• Articolo , 14 settembre 2009
  • Sta arrivando la “Settimana europea della mobilità”

  • La “settimana europea della mobilità” ha in programma numerose attività di sensibilizzazione e attenzione al cambiamento climatico e alla riduzione delle emissioni dannose

(Rinnovabili.it) – Milioni di persone e centinaia di città: questi i numeri della ottava “Settimana europea della mobilità”:http://www.mobilityweek-europe.org/, in programma dal 16 al 22 settembre.
Ad aver aderito sono 300 città tra quelle spagnole e austriache, seguite da 100 tra francesi e polacche mentre le italiane sono veramente poche. Milano aderirà, e per l’occasione il sindaco Letizia Moratti ha proposto e incrementato il servizo ecologico del bike-sharing, aumentando le postazioni e sponsorizzando l’evento attraverso una mirata campagna pubblicitaria.
Lo slogan ”Migliorare il clima delle città”, che accompagnerà tutti gli eventi della settimana, chiuderà anche la manifestazione nella il 22 settembre, la giornata senza automobili, con lo scopo di sensibilizzare ulteriormente la popolazione e le istituzioni nella lotta contro i cambiamenti climatici, in un momento in cui si sente particolarmente l’atmosfera di preparazione degli Stati alla conferenza mondiale sul Clima in programma per dicembre a Copenhagen.
Verrà inoltre promosso l’utilizzo di mezzi alternativi per lo spostamento: la bicicletta, i trasporti pubblici, il più moderno car-sharing e il car-pooling, che permettono lo spostamento di più persone utilizzando un solo mezzo.
“Le automobili private sono tra le maggiori fonti di emissione dei gas serra che contribuiscono ai cambiamenti climatici – ha dichiarato Stavros Dimas, commissario europeo per l’Ambiente, – e hanno anche un serio impatto sulla qualità della vita in città. Per questo è importante, per le autorità locali e i cittadini dell’Unione europea, adottare modalità di trasporto più sostenibili.

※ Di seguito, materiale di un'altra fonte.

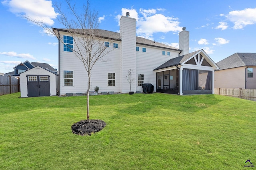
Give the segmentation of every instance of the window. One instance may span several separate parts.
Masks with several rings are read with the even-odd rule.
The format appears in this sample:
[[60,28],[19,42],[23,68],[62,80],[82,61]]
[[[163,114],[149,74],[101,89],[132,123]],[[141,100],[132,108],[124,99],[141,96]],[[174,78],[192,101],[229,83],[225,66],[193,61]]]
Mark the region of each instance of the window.
[[252,77],[253,69],[252,68],[247,68],[247,77]]
[[144,84],[144,74],[138,74],[138,86],[142,86]]
[[64,71],[63,82],[64,86],[74,86],[74,71]]
[[116,43],[114,43],[113,45],[113,47],[114,48],[116,48],[116,49],[117,49],[118,48],[118,44],[117,44]]
[[28,76],[28,79],[29,82],[37,82],[37,76]]
[[109,42],[105,42],[105,47],[109,47]]
[[108,86],[115,86],[116,73],[108,73]]
[[48,82],[48,76],[40,76],[40,82]]
[[19,74],[20,73],[22,73],[23,72],[25,72],[26,71],[26,70],[17,70],[17,73]]
[[73,37],[69,36],[63,36],[63,50],[64,51],[72,52],[73,44],[74,44]]
[[165,51],[162,51],[162,55],[165,55]]

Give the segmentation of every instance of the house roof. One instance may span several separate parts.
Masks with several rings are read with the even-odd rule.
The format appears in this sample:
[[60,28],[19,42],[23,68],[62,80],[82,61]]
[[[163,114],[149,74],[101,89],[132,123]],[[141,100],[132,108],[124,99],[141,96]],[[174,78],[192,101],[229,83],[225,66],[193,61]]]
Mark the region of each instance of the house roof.
[[52,72],[56,72],[57,71],[52,66],[50,66],[47,63],[42,63],[32,62],[31,63],[35,67],[36,66],[40,66],[46,70],[48,70]]
[[216,64],[220,67],[220,70],[256,66],[256,53],[236,53]]
[[[69,29],[59,29],[53,28],[52,29],[54,30],[62,31],[66,32],[68,32],[69,31]],[[76,31],[77,31],[77,32],[79,33],[81,32],[81,31],[82,29],[76,29],[75,30]],[[95,30],[96,31],[96,33],[95,33],[96,34],[97,34],[96,35],[100,37],[103,38],[110,39],[119,41],[122,41],[122,40],[120,39],[120,33],[119,33],[100,29],[95,29]],[[149,39],[139,37],[136,37],[136,43],[137,44],[140,44],[150,46],[152,47],[160,47],[166,49],[168,49],[172,50],[182,51],[182,50],[180,50],[177,48],[170,46],[170,45],[168,45],[164,44],[155,42],[154,41],[150,40]]]
[[[45,63],[44,63],[44,64],[45,64]],[[48,71],[48,72],[51,72],[52,74],[55,74],[55,75],[56,75],[57,76],[58,76],[58,74],[57,74],[57,73],[56,73],[56,72],[54,72],[52,71],[52,70],[50,70],[48,69],[46,69],[46,68],[45,68],[44,67],[42,67],[42,66],[35,66],[34,67],[31,68],[30,70],[27,70],[27,71],[25,71],[24,72],[22,72],[22,73],[20,73],[20,75],[21,74],[28,74],[28,72],[30,71],[30,70],[32,70],[32,69],[36,69],[37,68],[38,68],[38,67],[40,67],[40,68],[42,68],[42,69],[43,69],[44,70],[46,70],[46,71]],[[56,70],[55,70],[55,71],[56,71]]]
[[159,67],[155,68],[154,70],[160,70],[161,69],[180,65],[182,63],[186,61],[201,50],[198,50],[185,55],[182,55],[181,56],[172,59]]

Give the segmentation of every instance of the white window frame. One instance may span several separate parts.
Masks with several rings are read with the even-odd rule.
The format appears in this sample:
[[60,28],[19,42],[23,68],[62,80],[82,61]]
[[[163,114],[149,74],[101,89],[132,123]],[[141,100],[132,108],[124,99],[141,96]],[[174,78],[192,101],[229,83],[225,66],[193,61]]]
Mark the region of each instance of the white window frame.
[[[108,72],[108,87],[115,87],[116,86],[116,73],[114,72]],[[112,77],[112,78],[113,78],[113,77],[114,77],[114,78],[113,79],[111,79],[110,78],[111,78],[111,77]],[[110,81],[110,82],[109,82],[109,81]],[[113,81],[114,81],[114,83],[113,82]],[[113,86],[112,85],[114,84],[114,86]],[[109,85],[110,85],[109,86]]]
[[[249,70],[252,70],[251,71],[250,70],[249,71]],[[248,72],[248,71],[250,71],[250,72]],[[252,74],[252,76],[251,77],[249,77],[248,76],[248,74]],[[250,67],[250,68],[247,68],[247,78],[253,78],[253,68],[252,68],[252,67]]]
[[162,51],[162,55],[165,55],[166,53],[166,52],[165,51]]
[[49,81],[49,77],[48,76],[40,76],[39,77],[39,81],[40,82]]
[[105,41],[104,42],[104,45],[107,47],[109,47],[109,42]]
[[[70,74],[69,75],[73,75],[73,76],[72,76],[73,77],[72,77],[72,78],[70,78],[70,78],[65,78],[65,77],[64,77],[64,75],[66,75],[66,75],[69,75],[69,74],[64,74],[64,72],[65,72],[65,71],[72,72],[73,74]],[[65,79],[72,80],[73,80],[73,81],[72,81],[73,85],[72,85],[72,86],[65,86],[65,80],[64,80]],[[73,70],[63,70],[63,86],[64,87],[74,87],[74,71]],[[70,82],[69,82],[70,84],[71,83]]]
[[28,76],[28,81],[37,82],[37,76]]
[[118,44],[117,43],[113,43],[113,47],[114,49],[118,49]]
[[[140,76],[139,75],[141,75],[142,76]],[[142,78],[141,80],[139,79],[140,77]],[[143,84],[144,84],[144,74],[138,74],[138,84],[137,85],[138,87],[142,86]],[[141,84],[141,86],[140,85]]]

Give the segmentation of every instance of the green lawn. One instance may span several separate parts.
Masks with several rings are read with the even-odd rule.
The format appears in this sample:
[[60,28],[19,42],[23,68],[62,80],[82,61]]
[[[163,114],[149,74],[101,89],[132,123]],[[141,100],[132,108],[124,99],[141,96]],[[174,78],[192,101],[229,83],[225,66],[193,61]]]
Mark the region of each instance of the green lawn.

Fare questa scelta aiuterebbe a ridurre l’impatto dei cambiamenti climatici e migliorerebbe le condizioni di vita nei nostri centri urbani”.

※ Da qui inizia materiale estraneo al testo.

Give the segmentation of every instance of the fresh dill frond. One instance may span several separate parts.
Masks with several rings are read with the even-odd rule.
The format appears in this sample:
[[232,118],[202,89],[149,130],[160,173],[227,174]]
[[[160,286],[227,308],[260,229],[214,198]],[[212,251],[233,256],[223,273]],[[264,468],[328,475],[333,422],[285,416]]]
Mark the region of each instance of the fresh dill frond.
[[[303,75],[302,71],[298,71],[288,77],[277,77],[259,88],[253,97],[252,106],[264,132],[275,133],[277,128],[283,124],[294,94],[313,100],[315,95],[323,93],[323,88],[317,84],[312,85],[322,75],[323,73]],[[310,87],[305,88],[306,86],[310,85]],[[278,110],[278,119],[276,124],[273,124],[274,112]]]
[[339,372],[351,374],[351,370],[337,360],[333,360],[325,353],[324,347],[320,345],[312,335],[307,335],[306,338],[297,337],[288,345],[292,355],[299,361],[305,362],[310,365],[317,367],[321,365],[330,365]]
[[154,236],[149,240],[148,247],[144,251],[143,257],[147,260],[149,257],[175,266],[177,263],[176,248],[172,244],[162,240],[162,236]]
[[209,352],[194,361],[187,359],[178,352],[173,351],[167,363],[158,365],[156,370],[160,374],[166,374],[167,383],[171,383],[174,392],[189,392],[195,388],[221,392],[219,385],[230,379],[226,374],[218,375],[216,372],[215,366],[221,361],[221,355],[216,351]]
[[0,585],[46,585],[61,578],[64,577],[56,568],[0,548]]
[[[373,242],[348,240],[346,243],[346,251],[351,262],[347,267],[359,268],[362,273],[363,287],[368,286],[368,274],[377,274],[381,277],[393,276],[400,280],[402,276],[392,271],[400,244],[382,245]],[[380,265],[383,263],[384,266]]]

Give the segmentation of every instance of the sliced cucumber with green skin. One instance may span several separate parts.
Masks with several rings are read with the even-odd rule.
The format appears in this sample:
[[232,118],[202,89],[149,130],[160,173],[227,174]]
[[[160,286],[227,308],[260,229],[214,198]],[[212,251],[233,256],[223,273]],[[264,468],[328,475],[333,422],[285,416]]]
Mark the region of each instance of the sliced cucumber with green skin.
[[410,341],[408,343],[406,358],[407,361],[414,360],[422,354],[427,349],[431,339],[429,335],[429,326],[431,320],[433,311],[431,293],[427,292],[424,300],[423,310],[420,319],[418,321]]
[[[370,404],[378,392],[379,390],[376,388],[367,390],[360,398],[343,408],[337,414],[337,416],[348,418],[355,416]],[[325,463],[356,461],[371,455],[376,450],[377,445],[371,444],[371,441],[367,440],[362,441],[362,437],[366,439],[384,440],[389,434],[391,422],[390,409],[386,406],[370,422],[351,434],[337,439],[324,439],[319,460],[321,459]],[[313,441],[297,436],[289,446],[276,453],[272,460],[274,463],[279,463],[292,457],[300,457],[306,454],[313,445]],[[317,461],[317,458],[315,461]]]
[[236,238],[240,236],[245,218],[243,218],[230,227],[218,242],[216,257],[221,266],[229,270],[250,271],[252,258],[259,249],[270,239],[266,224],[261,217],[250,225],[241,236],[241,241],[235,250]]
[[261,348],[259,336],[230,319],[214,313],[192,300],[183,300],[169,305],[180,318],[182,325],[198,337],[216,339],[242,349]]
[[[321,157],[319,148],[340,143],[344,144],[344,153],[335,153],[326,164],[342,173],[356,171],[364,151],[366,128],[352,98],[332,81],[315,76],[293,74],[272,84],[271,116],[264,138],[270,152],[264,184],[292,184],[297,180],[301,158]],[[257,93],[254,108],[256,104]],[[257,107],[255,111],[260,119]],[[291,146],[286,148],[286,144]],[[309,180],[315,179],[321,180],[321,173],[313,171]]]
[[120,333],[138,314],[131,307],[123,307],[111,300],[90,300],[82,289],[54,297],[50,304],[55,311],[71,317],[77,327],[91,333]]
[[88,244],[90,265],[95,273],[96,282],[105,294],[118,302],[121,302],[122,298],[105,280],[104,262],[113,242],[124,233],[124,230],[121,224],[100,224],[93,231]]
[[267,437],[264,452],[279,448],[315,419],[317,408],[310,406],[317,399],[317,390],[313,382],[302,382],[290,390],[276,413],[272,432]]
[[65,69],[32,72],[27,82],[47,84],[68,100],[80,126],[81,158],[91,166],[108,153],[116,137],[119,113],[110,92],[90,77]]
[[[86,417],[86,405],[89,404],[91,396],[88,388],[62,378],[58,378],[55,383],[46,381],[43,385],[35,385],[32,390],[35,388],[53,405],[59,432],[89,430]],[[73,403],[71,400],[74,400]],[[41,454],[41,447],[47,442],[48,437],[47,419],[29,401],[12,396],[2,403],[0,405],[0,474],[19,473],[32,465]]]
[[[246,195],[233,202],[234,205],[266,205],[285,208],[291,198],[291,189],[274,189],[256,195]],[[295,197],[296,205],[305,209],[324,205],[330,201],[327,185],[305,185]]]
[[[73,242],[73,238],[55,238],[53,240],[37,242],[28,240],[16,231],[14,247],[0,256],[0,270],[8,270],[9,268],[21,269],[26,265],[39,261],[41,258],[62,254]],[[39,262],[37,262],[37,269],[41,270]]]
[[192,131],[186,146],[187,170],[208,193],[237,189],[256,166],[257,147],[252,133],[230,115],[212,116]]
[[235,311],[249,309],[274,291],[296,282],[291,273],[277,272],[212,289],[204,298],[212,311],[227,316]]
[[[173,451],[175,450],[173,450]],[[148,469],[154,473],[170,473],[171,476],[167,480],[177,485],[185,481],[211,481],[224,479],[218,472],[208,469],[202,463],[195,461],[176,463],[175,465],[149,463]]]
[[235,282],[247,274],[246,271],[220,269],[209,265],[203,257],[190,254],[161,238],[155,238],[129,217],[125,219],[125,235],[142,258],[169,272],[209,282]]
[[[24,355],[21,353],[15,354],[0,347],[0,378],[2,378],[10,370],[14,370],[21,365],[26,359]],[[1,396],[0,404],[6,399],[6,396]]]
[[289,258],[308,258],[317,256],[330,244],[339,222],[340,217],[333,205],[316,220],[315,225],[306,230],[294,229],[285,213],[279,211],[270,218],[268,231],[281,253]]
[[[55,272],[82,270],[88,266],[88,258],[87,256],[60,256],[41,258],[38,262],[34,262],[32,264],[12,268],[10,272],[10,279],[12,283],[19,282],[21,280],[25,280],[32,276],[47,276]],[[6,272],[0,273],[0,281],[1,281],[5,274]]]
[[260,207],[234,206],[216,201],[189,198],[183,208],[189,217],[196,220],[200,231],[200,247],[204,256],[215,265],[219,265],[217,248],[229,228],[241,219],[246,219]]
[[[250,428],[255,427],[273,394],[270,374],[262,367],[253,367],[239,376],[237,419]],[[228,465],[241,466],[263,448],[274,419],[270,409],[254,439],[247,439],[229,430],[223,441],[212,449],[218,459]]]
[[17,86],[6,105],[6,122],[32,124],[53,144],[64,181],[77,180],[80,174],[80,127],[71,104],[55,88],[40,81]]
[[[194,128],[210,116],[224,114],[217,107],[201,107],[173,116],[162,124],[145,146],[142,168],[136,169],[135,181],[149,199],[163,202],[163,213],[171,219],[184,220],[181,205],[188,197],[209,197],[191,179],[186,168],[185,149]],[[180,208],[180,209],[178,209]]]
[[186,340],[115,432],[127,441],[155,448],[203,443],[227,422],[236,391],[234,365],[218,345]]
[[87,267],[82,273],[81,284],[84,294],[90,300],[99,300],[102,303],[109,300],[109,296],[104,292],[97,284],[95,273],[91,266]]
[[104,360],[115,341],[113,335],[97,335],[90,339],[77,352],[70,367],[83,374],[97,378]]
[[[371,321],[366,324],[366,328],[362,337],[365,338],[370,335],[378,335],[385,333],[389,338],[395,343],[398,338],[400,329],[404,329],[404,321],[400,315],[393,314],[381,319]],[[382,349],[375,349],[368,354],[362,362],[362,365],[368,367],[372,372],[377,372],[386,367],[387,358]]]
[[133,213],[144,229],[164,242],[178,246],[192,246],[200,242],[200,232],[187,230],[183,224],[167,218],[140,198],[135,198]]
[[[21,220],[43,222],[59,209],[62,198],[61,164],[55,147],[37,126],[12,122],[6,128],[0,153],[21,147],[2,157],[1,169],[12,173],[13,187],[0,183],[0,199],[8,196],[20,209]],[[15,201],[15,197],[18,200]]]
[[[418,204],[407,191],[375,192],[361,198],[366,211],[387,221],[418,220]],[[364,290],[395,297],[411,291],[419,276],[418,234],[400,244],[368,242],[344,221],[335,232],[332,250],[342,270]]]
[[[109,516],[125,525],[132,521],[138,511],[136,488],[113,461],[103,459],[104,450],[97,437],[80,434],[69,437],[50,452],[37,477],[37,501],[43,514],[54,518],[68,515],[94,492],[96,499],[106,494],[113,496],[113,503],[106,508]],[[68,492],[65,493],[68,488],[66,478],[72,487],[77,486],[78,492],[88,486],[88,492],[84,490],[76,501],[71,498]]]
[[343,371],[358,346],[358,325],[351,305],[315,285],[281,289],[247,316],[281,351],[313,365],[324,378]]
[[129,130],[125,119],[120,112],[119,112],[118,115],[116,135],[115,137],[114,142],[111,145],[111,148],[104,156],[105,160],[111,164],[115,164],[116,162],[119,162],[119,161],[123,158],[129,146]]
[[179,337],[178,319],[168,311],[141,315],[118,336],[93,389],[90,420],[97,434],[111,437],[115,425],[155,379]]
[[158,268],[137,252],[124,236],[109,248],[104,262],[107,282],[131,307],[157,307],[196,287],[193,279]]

Solo il settore dei trasporti, in Europa, è responsabile del 40% del totale delle emissioni di CO2 e con oltre il 70% della popolazione europea che vive in aree urbane, le autorità locali assumono un ruolo chiave per mitigare il surriscadamento globale.
A Budapest sarà vietato prendere la macchina per addirittura tre giorni e i marciapiedi della zona centrale della città saranno ricoperti da prati e ospiteranno tornei sportivi, spettacoli teatrali, corsi di pittura per bambini e momenti informativi dedicati ai veicoli di nuova generazione.

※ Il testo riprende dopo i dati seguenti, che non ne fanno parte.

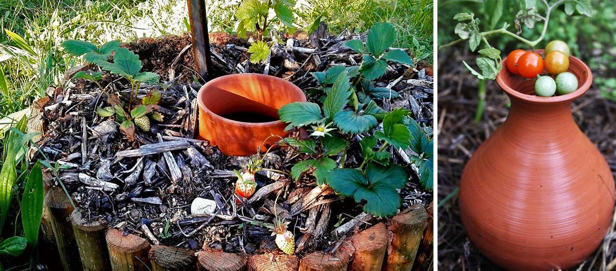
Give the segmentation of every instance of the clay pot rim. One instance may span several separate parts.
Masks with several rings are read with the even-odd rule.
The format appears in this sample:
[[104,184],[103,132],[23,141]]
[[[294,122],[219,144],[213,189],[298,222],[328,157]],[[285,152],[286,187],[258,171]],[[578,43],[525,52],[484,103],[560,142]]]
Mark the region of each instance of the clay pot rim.
[[[527,50],[527,51],[533,52],[532,50]],[[535,50],[534,52],[538,54],[543,54],[544,50],[537,49]],[[503,59],[503,62],[501,63],[503,67],[506,67],[507,66],[506,64],[506,57]],[[506,68],[501,69],[501,71],[498,72],[498,74],[496,75],[496,83],[498,83],[498,86],[500,86],[501,88],[502,88],[503,90],[505,91],[505,92],[506,92],[509,96],[515,97],[528,102],[547,104],[561,103],[564,102],[571,102],[578,99],[580,96],[582,96],[586,93],[588,89],[590,88],[590,86],[593,84],[593,72],[590,70],[590,68],[588,68],[588,66],[586,65],[584,62],[580,60],[580,59],[578,59],[573,55],[570,55],[569,66],[570,67],[573,63],[575,63],[575,65],[582,67],[582,69],[586,71],[586,74],[588,75],[588,76],[586,78],[586,80],[582,82],[582,83],[578,87],[577,89],[573,92],[565,95],[559,95],[552,97],[540,97],[534,95],[525,94],[513,89],[505,82],[505,78],[506,77],[516,75],[511,74]]]
[[304,91],[302,91],[302,89],[299,88],[299,87],[298,87],[297,86],[296,86],[295,84],[293,84],[293,83],[292,83],[291,82],[289,82],[288,81],[285,80],[284,79],[279,78],[276,77],[276,76],[272,76],[271,75],[262,75],[261,73],[233,73],[233,74],[231,74],[231,75],[224,75],[224,76],[222,76],[221,77],[213,79],[212,80],[210,80],[210,81],[208,81],[207,83],[206,83],[205,84],[204,84],[203,86],[201,86],[200,89],[199,89],[199,92],[197,93],[197,103],[199,105],[199,108],[201,109],[201,110],[203,110],[203,113],[209,113],[212,116],[212,117],[213,118],[216,119],[218,121],[225,122],[225,123],[230,123],[232,124],[238,125],[238,126],[244,126],[244,127],[270,127],[270,126],[277,126],[277,125],[282,124],[283,123],[283,122],[282,122],[282,121],[281,121],[280,119],[278,119],[277,121],[268,121],[268,122],[265,122],[265,123],[246,123],[246,122],[238,121],[236,121],[236,120],[233,120],[233,119],[228,119],[228,118],[224,118],[224,117],[223,117],[223,116],[221,116],[221,115],[219,115],[218,114],[216,114],[216,113],[213,112],[211,110],[209,110],[209,108],[208,108],[208,107],[205,106],[205,104],[203,103],[203,99],[201,97],[203,95],[204,89],[205,89],[205,88],[209,84],[214,84],[214,83],[215,83],[216,82],[218,82],[219,81],[227,80],[227,79],[235,79],[235,78],[234,78],[235,77],[244,77],[244,76],[257,76],[257,77],[261,78],[272,78],[274,80],[278,81],[278,82],[280,82],[281,83],[283,83],[283,84],[285,84],[285,83],[288,83],[288,84],[290,84],[290,87],[294,89],[298,92],[299,92],[299,93],[301,94],[301,96],[302,96],[301,100],[302,100],[302,102],[306,102],[306,94],[304,93]]

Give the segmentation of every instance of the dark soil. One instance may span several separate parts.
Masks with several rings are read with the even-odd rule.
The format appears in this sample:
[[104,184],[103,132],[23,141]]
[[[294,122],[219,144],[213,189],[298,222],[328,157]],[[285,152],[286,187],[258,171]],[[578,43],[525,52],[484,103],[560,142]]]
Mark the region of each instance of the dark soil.
[[[269,73],[290,80],[304,89],[314,87],[315,83],[309,72],[324,71],[334,63],[351,65],[351,61],[360,61],[359,55],[347,49],[338,48],[331,51],[332,47],[339,46],[339,44],[342,43],[339,41],[350,37],[347,33],[339,36],[339,40],[322,37],[323,40],[316,41],[321,48],[320,50],[324,51],[315,54],[321,56],[318,63],[313,61],[313,55],[309,54],[281,51],[280,54],[272,55]],[[263,73],[264,65],[253,65],[247,61],[248,55],[243,51],[247,46],[245,41],[219,33],[211,36],[211,41],[215,52],[213,55],[214,77],[237,73],[238,67],[246,71]],[[314,47],[314,45],[309,45],[307,40],[296,42],[296,46]],[[112,120],[110,118],[101,118],[95,113],[97,107],[106,106],[105,95],[102,95],[100,90],[91,82],[73,79],[66,87],[58,87],[46,105],[55,107],[45,110],[43,113],[44,152],[50,160],[55,161],[59,166],[62,165],[60,177],[63,184],[78,209],[90,219],[100,219],[109,227],[144,237],[145,236],[140,227],[145,225],[162,245],[168,246],[191,249],[212,246],[222,248],[229,252],[244,251],[248,254],[272,251],[275,249],[274,238],[270,236],[271,232],[263,227],[263,224],[270,224],[274,217],[264,206],[265,201],[273,202],[276,193],[267,196],[265,201],[261,200],[241,206],[234,204],[233,188],[237,177],[231,171],[239,169],[248,158],[225,156],[216,147],[209,145],[206,141],[191,142],[191,147],[203,155],[208,163],[194,158],[187,150],[171,152],[182,172],[182,178],[173,182],[169,176],[169,166],[161,154],[123,159],[117,159],[116,156],[118,151],[136,149],[145,144],[158,142],[157,134],[166,137],[165,141],[173,137],[194,137],[195,126],[191,125],[190,118],[197,112],[197,103],[193,100],[201,85],[193,83],[196,75],[193,69],[191,49],[189,48],[180,54],[190,44],[190,37],[185,34],[156,39],[142,38],[124,45],[140,55],[144,64],[142,71],[156,72],[160,75],[161,81],[167,83],[164,87],[144,86],[139,95],[143,97],[151,89],[161,90],[163,99],[158,111],[163,115],[163,123],[153,121],[150,132],[137,131],[134,141],[129,141],[117,128],[113,129],[106,139],[97,137],[98,133],[95,131]],[[323,55],[327,52],[333,55]],[[302,65],[302,68],[299,70],[285,68],[282,62],[288,60],[290,55],[294,61]],[[433,110],[431,76],[426,76],[424,70],[413,71],[399,65],[391,68],[377,84],[385,86],[403,76],[404,79],[393,87],[403,99],[381,101],[384,103],[382,105],[386,109],[395,106],[410,108],[408,100],[413,99],[419,107],[413,110],[412,116],[418,122],[431,127]],[[128,100],[130,92],[128,83],[124,79],[118,80],[111,75],[105,74],[104,76],[103,86],[108,84],[110,91],[120,93],[122,100]],[[415,85],[407,82],[407,79],[411,79],[429,84]],[[70,103],[57,103],[67,96]],[[85,128],[83,119],[87,126]],[[87,154],[82,159],[84,129],[87,131],[88,139]],[[351,145],[347,155],[347,165],[361,162],[360,147],[356,142]],[[302,158],[291,149],[278,149],[264,159],[264,166],[288,171],[293,164]],[[400,163],[403,163],[399,158],[396,159],[400,160]],[[109,170],[99,170],[108,162],[110,164]],[[146,172],[150,166],[153,171],[150,172],[153,174],[147,177]],[[432,201],[431,192],[421,188],[416,169],[410,165],[406,166],[411,179],[400,192],[403,199],[402,209],[416,203],[427,205]],[[105,192],[89,187],[79,181],[79,173],[97,177],[97,173],[101,172],[110,174],[109,182],[118,185],[120,188],[115,191]],[[137,174],[136,178],[131,176],[134,173]],[[257,174],[256,177],[258,188],[274,182],[272,178],[263,175]],[[54,182],[56,185],[59,184],[57,180]],[[288,212],[293,202],[290,199],[294,195],[302,195],[315,187],[314,180],[306,176],[296,182],[291,182],[282,190],[278,201],[279,206],[284,212]],[[190,204],[198,196],[216,201],[220,209],[218,214],[233,217],[191,216]],[[334,237],[329,233],[362,212],[361,205],[351,199],[329,195],[318,201],[319,204],[310,209],[290,216],[290,230],[295,233],[296,240],[298,240],[303,236],[303,228],[306,226],[310,212],[320,213],[323,206],[328,204],[331,209],[331,218],[326,225],[326,234],[309,243],[300,252],[300,255],[315,249],[331,249],[332,245],[344,237]],[[311,211],[312,209],[316,211]],[[370,223],[380,220],[375,219]],[[360,229],[366,227],[362,225]],[[200,230],[195,230],[199,229]],[[190,235],[189,233],[193,230],[195,234]]]
[[[460,176],[472,153],[506,119],[509,99],[495,81],[487,83],[485,111],[482,121],[473,118],[477,102],[478,80],[461,64],[472,60],[461,55],[468,49],[450,48],[439,55],[439,206],[438,269],[500,270],[483,257],[466,236],[460,221],[457,194]],[[594,76],[611,76],[613,71],[593,71]],[[616,103],[602,99],[596,87],[573,102],[576,123],[603,153],[616,177]],[[580,269],[599,268],[616,257],[614,242],[607,253],[598,249]]]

Per tutta la durata dell’evento, e in diversi città europee, sarà possibile far controllare gratuitamente la propria bicicletta e lasciare dei messaggi in un videobox, che sarà portato a Copenhagen.
Ad Almada, in Portogallo, è anche previsto un ”Info-mobility day” per venerdì 18 settembre: ai cittadini verranno offerti ”Viaggi in cambio di immondizia”. Verranno donati dei biglietti gratuiti per i mezzi pubblici a seguito della consegna di materiali riciclabili, come lattine, bottiglie di plastica e batterie, oltre a poter usufruire di un cinema all’aperto con in programmazione film e documentari sui cambiamenti climatici.